VIDEO. Malgré les pressions internationales, le Kurdistan irakien déterminé à voter pour l’indépendance

Franceinfo

Le référendum d’indépendance du Kurdistan irakien doit se tenir lundi malgré les pressions d’une partie de la communauté internationale pour faire annuler ce scrutin.

La province du nord de l’Irak est appelée à voter lundi 25 septembre pour couper les liens avec Bagdad, malgré les pressions internationales pour faire annuler ce scrutin. Presque tous les acteurs majeurs de la région, la Turquie et l'Iran en tête, voient d’un mauvais œil l’ébauche d’un État kurde indépendant (le référendum pourrait donner des idées à leurs propres minorités kurdes) et brandissent la menace de sanctions, tandis que les Occidentaux estiment, eux, qu’il est trop tôt pour tenir ce vote.

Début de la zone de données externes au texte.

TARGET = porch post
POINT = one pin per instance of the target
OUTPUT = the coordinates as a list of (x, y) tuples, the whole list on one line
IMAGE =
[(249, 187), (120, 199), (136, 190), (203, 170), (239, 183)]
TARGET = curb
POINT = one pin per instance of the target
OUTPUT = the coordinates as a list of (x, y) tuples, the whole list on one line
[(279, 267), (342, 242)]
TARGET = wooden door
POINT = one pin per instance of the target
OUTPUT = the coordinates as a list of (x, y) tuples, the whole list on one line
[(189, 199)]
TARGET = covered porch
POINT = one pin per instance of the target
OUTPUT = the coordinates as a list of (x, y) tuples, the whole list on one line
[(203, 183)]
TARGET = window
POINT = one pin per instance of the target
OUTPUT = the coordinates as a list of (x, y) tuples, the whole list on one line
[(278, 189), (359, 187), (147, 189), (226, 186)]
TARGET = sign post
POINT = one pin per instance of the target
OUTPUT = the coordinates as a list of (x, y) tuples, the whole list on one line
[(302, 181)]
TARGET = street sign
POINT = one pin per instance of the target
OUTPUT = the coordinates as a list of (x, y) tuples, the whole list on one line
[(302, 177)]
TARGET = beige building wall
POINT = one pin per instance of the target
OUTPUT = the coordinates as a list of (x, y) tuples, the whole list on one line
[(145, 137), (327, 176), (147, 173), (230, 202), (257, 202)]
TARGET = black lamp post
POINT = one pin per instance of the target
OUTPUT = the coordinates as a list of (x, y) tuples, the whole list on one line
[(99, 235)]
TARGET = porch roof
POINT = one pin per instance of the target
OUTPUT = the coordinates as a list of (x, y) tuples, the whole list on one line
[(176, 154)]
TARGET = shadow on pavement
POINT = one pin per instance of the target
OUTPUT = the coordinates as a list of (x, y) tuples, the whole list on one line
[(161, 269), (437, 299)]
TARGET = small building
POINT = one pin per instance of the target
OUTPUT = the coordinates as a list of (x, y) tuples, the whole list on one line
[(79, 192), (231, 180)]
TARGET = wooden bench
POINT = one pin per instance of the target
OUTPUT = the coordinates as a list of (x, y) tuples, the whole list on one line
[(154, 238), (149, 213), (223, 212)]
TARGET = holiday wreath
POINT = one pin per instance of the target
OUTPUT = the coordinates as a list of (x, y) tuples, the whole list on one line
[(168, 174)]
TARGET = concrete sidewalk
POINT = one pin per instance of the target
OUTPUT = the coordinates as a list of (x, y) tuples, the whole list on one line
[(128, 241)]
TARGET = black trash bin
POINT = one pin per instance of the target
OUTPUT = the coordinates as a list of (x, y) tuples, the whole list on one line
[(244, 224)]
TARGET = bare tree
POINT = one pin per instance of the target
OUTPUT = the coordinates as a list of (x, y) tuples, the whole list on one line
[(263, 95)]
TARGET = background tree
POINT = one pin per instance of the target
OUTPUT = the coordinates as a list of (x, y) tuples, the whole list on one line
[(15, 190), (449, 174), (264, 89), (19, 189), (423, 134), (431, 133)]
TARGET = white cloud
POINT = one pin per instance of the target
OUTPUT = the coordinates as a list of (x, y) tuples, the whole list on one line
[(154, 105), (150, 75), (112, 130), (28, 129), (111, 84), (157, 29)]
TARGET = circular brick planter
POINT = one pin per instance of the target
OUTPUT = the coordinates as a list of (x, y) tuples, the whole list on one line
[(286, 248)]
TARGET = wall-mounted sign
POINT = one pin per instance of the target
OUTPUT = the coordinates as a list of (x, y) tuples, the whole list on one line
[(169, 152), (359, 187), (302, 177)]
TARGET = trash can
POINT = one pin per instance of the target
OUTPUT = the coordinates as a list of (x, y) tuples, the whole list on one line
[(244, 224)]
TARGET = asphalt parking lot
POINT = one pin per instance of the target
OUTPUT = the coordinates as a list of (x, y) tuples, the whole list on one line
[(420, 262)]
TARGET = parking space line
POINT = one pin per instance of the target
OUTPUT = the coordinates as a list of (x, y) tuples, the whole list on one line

Dimanche, Téhéran a interdit jusqu'à nouvel ordre tous les vols aériens avec le Kurdistan irakien, à la demande du gouvernement de Bagdad.

Au Kurdistan, ces menaces sont prises au sérieux, mais les électeurs semblent déterminés à voter pour l’indépendance, à l’image de Tara, croisée dans un bazar d’Erbil. "Si aujourd’hui ou demain, ce n’est pas le bon moment, alors c’est quand ? En reportant sans cesse, on perd notre culture et notre identité kurde. Le plus tôt est le mieux", soutient-elle. 

Les Kurdes ne vont jamais renoncer à cette idée. Croyez-moi, nous aurons un État kurde

Mahmoud

à franceinfo

Au pied de la citadelle d’Erbil, des photos de figures politiques et d’artistes kurdes tapissent les murs du café Machko. Dans ce salon de thé traditionnel, emblématique de l’identité kurde, les clients sont tous des hommes. Pour eux aussi, le "oui" au référendum est une évidence. "C’est le rêve de tout le monde ici d’avoir un Kurdistan indépendant. J’espère que cette fois ça va arriver, qu’on va respecter nos droits. Les Kurdes ne vont jamais renoncer à cette idée. Croyez-moi, nous aurons un État kurde", prédit Mahmoud.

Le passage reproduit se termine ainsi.